Ok i have been following this tutorial and i have almost completed it to predict.

but when i am trying to reindex the packetbeat i am only reindexing the previous data not actually live.

so how can i capture the packetsbeat and captrue it live.

thanks

Welcome to our community! :smiley:

It's not clear what you are asking here. Are you talking about reindexing the live data? Or capturing the live data?

1 Like

thank you for your welcoming.
i am capturing my network data through packetsbeats. after that i am preprocessing the domain name to detect wether it's malicious packet or not. i have already done all that.
but because i am reindexing the i am only getting previous data.
like if i am indexing at 3:01 pm i am only data from 3:01 pm and previous.
i want to index live data and continuous. how can i do that

Ah ok.

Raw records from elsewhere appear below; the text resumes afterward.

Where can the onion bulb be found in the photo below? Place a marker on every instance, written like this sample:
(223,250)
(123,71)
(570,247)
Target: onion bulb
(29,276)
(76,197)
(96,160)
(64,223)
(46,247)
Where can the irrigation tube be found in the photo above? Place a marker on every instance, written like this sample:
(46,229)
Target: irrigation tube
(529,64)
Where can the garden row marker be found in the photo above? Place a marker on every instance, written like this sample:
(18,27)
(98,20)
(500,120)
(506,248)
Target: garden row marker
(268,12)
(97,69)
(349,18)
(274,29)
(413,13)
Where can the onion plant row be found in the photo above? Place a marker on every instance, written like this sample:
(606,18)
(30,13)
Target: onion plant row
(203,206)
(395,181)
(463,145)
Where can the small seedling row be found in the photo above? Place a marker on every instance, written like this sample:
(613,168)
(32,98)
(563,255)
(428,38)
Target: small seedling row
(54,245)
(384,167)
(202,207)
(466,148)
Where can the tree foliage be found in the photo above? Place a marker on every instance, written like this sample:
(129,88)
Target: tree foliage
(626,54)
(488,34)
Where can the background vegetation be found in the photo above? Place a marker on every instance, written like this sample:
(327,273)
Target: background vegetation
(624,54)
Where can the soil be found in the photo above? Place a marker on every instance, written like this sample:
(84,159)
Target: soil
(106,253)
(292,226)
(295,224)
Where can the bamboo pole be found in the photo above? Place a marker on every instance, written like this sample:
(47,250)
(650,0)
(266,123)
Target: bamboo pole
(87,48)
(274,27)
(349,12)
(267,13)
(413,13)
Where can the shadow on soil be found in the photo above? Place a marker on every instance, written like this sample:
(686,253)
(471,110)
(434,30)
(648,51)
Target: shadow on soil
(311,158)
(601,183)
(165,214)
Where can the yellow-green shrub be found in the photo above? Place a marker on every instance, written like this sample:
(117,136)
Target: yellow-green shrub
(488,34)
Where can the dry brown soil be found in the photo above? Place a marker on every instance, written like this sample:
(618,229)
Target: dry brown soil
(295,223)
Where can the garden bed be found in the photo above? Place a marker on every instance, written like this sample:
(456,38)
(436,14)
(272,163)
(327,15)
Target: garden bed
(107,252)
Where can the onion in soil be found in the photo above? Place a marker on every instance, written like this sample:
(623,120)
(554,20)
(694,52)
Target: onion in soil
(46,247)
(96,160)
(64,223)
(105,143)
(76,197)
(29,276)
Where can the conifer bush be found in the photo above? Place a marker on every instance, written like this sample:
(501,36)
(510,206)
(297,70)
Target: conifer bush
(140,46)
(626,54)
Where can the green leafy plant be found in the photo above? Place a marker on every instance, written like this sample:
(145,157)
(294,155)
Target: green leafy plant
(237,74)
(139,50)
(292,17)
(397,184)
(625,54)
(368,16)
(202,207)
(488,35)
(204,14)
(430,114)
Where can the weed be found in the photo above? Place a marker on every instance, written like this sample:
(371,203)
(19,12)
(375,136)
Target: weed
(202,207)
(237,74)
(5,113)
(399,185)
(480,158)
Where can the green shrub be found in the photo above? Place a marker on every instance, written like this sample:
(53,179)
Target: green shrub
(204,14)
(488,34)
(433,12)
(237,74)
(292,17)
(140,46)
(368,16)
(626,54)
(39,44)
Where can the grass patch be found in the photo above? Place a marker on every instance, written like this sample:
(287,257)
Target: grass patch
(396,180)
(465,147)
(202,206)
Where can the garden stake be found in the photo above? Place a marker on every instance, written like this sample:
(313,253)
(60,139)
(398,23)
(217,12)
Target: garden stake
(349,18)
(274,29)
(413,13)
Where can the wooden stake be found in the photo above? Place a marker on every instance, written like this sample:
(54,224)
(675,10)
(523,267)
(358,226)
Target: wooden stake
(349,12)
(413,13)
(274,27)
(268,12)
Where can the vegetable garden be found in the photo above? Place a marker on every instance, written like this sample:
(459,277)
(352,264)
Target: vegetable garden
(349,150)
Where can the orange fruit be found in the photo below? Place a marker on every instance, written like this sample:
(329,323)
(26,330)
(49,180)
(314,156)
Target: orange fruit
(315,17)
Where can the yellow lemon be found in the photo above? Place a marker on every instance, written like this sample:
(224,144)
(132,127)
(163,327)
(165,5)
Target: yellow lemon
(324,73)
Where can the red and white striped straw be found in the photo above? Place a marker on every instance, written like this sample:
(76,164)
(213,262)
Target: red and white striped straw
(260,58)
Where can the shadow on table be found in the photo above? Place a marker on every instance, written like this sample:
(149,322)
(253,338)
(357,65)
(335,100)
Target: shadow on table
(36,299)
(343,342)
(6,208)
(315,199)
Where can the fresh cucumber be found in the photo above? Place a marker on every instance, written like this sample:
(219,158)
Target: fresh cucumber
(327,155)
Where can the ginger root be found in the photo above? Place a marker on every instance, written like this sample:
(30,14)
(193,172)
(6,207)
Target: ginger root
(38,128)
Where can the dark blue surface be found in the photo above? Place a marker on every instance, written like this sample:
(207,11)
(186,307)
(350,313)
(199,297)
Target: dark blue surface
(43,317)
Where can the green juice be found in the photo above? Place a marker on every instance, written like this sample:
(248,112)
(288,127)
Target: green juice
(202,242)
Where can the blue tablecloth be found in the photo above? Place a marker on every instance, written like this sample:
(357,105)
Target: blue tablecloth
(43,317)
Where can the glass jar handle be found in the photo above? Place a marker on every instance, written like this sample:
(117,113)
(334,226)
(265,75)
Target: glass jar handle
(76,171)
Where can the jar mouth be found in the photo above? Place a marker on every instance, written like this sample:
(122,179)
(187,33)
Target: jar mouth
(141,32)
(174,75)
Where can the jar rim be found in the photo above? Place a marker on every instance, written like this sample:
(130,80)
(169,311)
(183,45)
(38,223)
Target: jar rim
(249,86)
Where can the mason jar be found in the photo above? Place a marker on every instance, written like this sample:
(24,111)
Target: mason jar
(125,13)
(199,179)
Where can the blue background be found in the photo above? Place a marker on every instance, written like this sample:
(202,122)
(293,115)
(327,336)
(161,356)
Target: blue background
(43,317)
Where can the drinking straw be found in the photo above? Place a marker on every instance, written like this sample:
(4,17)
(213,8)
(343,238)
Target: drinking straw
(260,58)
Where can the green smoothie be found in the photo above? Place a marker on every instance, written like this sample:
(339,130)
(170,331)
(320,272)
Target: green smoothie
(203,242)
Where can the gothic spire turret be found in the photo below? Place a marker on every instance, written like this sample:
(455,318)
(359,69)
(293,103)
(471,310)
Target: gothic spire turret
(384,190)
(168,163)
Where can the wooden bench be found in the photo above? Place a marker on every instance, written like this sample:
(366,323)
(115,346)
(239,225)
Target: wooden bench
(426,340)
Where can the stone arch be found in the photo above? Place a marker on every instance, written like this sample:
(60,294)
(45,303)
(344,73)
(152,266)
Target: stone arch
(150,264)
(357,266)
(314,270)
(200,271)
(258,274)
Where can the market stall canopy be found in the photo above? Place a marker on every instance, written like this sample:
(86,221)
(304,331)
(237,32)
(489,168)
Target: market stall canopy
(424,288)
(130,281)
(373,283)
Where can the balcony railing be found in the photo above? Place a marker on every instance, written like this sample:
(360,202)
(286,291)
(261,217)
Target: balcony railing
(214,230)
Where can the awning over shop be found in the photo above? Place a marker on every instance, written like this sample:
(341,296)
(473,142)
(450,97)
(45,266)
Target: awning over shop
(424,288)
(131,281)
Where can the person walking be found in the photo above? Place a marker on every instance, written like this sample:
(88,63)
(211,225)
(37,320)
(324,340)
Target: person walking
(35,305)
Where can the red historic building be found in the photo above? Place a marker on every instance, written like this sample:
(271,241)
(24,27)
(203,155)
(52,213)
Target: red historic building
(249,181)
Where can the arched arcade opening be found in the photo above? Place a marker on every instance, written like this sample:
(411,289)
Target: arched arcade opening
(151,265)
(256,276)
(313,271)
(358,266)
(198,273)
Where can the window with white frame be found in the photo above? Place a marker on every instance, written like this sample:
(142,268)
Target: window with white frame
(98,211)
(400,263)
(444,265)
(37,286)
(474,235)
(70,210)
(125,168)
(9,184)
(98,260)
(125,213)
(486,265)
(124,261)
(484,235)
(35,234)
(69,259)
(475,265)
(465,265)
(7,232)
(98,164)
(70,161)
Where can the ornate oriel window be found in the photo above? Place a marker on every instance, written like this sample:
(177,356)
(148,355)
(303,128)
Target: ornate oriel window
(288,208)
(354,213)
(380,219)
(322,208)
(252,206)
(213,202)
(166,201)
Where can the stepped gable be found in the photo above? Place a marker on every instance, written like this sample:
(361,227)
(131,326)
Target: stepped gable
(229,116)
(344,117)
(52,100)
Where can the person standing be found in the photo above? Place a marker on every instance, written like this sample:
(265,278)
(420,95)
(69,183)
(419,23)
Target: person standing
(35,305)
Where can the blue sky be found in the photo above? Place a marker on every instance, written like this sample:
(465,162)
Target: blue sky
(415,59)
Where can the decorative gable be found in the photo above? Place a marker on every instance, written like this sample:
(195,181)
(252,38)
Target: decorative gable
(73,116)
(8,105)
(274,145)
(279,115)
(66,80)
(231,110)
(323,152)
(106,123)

How are you doing the processing exactly?

1 Like

I am taking the packetsbeats data (specifically domain name) and take n-gram of the name through painless script then i am putting the script through the pipeline so i can do inference the model.

this is the code :


    PUT _ingest/pipeline/dga_ngram_expansion_inference
    {
        "description": "Expands a domain into unigrams, bigrams and trigrams and makes a prediction of maliciousness",
        "processors": [
          {
            "script": {
              "id": "ngram-extractor-packetbeat",
              "params":{
                "ngram_count":1
              }
            }
          },
           {
            "script": {
              "id": "ngram-extractor-packetbeat",
              "params":{
                "ngram_count":2
              }
            }
          },
           {
            "script": {
              "id": "ngram-extractor-packetbeat",
              "params": {
                "ngram_count":3
              }
            }
          },
                  {
      "inference": {
        "model_id": "tes22-1597491011440",
        "target_field": "predicted_label",
        "field_map": {},
        "inference_config": { "classification": {"num_top_classes": 2} }
      }
    },
      {
               "script": {
              "id": "ngram-remover-packetbeat",
              "params":{
                "ngram_count":1
              }
            }
          },
           {
            "script": {
              "id": "ngram-remover-packetbeat",
              "params":{
                "ngram_count":2
              }
            }
          },
           {
            "script": {
              "id": "ngram-remover-packetbeat",
              "params": {
                "ngram_count":3
              }
            }
      }
        ]
    }



    PUT _ingest/pipeline/dns_classification_pipeline
    {
      "description": "A pipeline of pipelines for performing DGA detection",
      "version": 1,
      "processors": [
        {
          "pipeline": {
            "if": "ctx.containsKey('dns') && ctx['dns'].containsKey('question')  && ctx['dns']['question'].containsKey('registered_domain') && !ctx['dns']['question']['registered_domain'].empty",
            "name": "dga_ngram_expansion_inference"
          }
        }
      ]
    }

    GET _ingest/pipeline/

    POST _reindex?wait_for_completion=false&refresh=true
    { 
      "source": {
        "index": "packetbeat-7.8.1-*",
        "query": {
          "bool": {
            "must": [
              {
                "range": {
            "@timestamp": {
              "gte": "now-1h/h",
              "lt": "now"
            }
          }
          },
          {
              "match": {
            "method": "Query"
          }
          }
              
            ]
          }
        }
      },
      "dest": {
        "index": "dga-detection_with_live_data17",
        "pipeline": "dns_classification_pipeline",
        "op_type": "index"
      }
    } 

i have made some work around i have created a python script that runs every 5 min to index the last 5 min.
but i know this isn't really a solution as in production it will have a big impact on the system.

Ok, this is outside the scope of what Packetbeat does at the moment.

However it's a great idea, and I would encourage you to raise a feature request in GitHub to see if there might be something that can be built in in future.

This topic was automatically closed 28 days after the last reply. New replies are no longer allowed.